The above is avoided by the distance-based storing, which provides pre-computed aggregations regarding certain time instant or geolocation. Having pre-computed those aggregations highly improves the response time of the queries. This is suitable for queries such as:
- Which is the total amount of time this entity took to arrive to this point?
- Which was the average speed of this entity when passing through this point?
- Which was the entity with the highest maximum velocity at this time instant?
- Which is the largest stage an entity traveled?
- etc.
Important notes
NGSICartoDBSink
and non-geolocated entities
It is mandatory the entities aimed to be handled by this sink have a geolocated attribute, either as a geo:point
-typed attribute, either as an attribute holding a location
metadata of type string
and WGS84
value.
Multitenancy support
Different than other NGSI sinks, where a single authorized user is able to create user sapces and write data on behalf of all the other users (who can only read the data), this sink requires the writting credentials of each user and such user spaces created in advance.
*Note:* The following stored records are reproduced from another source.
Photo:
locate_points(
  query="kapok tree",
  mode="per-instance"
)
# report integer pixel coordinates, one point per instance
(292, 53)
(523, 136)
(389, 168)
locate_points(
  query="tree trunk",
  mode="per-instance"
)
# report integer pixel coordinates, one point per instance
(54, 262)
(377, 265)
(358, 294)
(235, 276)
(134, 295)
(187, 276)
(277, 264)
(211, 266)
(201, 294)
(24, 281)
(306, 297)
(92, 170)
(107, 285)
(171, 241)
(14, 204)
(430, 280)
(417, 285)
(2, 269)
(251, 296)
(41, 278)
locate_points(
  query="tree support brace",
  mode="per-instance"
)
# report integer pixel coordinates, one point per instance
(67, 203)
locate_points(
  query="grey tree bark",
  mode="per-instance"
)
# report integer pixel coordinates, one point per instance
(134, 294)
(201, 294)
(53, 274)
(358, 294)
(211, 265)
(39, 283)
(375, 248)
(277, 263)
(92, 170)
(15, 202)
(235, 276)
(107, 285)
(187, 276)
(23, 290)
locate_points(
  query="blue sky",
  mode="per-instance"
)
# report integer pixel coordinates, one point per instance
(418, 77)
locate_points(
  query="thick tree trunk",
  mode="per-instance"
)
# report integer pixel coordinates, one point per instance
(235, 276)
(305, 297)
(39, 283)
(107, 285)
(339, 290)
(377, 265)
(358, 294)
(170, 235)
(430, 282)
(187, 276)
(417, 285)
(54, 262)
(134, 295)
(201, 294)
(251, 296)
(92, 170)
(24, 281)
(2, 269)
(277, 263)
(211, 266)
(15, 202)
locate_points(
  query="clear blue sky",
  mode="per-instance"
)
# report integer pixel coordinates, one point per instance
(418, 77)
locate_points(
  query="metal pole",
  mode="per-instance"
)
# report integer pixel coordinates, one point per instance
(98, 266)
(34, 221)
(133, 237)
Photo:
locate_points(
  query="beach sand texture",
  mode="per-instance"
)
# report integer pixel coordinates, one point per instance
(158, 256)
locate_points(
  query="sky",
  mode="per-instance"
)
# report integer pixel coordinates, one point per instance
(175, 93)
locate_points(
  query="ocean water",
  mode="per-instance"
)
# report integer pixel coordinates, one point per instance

The reason is CartoDB imposes the database and schema upon user account creation, which typically are related to the FIWARE service (or FIWARE tenant ID), and the only persistence element Cygnus must create are the tables within the already provisiones databases and schemas. As can be inferred, accessing these databases and schemas require specific user credentials.
Batching
As explained in the programmers guide, NGSICartoDBSink
extends NGSISink
, which provides a built-in mechanism for collecting events from the internal Flume channel. This mechanism allows extending classes have only to deal with the persistence details of such a batch of events in the final backend.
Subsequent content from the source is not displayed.